Each arrow is also reducing your capacity to carry unrelated items due to their extra bulk. Nerfing unrelated items by limiting your ability to carry them (And, if you keep going to this solution, you will also change the weight and volume of this other affected item so “you can carry more while holding the arrows!”. Which complicates everything by now making it much easier to carry in bulk by the people who are not using the extra heavy arrows).

The clean solution is to implement a cap that only affects the arrows in a vacuum, that way, their “overpoweredness” is contained without unnecessarily affecting other aspects of the game which are currently considered to be balanced.

Personally I’d like to see balance without changing the weight/volume of an object away from a realistic amount. There are plenty of other factors (range, recoil, accuracy, damage, crafting difficulty) that can be modified to make something balanced without needing to make something unrealistic, and those are the factors that should be balanced.

100%

This is just silly. Sure, it might weigh more than a normal arrow, but this is clearly ridiculous. For example, a traditional arrow for a longbow probably won’t mass more than 600 grains (or around 40 grams) and be about 30 inches long. Now, modern arrows are far lighter, often around 300-400 grains or just under 20 grams. From looking at this site, you can see that the minimum mass of an arrow needs to be about five grains per pound of draw, and that for every five grains over this one FPS will be lost.

Now, let’s look at the fire arrows. Five arrows weighing ten pounds, giving a mass of two pounds per arrow. That’s fourteen thousand grains, or 900 grams. Now if you’re shooting that from a bow with a 60lb draw weight, let’s do the math.

Now, from the IBO* standard mentioned above, you need a minimum arrow mass of 300 grains for a 60 pound bow, and that for every additional five grains you lose 1 foot per second of velocity. Now, giving the generous assumption that the arrow is traveling at 300fps, let’s see what happens.

14,000/5 = 2,800

That 2,800 is a loss of over nine times the initial velocity of the arrow. See the problem?

Now, all hope is not lost. There is still a way of balancing flaming arrows. While I have not messed around with the arrows in question yet, there are some logical, common-sense assumptions that can be made.

  1. Flaming arrows will do relatively little damage on impact, and most of it will be imparted as blunt trauma due to the soaked cloth wrapping.

  2. They will be far less accurate than normal arrows due to the irregularities of the incendiary portion, not to mention being on fire.

  3. They will be shorter ranged than normal arrows due to their increased mass.

  4. Having a backpack full of bits of cloth and wood soaked in gasoline can be a terminally bad idea near sparks and especially an open flame. Perhaps one would need to craft a specialized leather quiver to reduce this risk…

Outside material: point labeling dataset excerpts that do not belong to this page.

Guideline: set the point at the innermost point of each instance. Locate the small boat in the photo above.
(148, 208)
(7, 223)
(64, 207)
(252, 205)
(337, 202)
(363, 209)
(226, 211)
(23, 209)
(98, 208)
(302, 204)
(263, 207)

So long as these three common-sense things are met and their weight is brought to something somewhat reasonable, they are as balanced as one can logically get. Exaggerating any of these effects is quite unrealistic, annoying, and rather silly.

Now, can these arrows be crafted with liquor like vodka? If so, it would make sense to remove this recipe due to ~40-50 abv alcohol’s low burn temperature. Gasoline, oil, or animal fat would be much better choices for an effective incendiary device.

In the end, we have less accurate, somewhat heavier, shorter ranged, higher weight and volume arrows that are more difficult to craft and can set you on fire if you mess around with them next to an open flame. Is that not balanced?

EDIT: Kevin Granade, y u so ninja?

[quote=“i2amroy, post:24, topic:1894”]Personally I’d like to see balance without changing the weight/volume of an object away from a realistic amount. There are plenty of other factors (range, recoil, accuracy, damage, crafting difficulty) that can be modified to make something balanced without needing to make something unrealistic, and those are the factors that should be balanced.[/quote]I figured you guys already tried this and it didn’t work, so that was why they went with the limiting access route. Hah, shouldn’t have assumed things.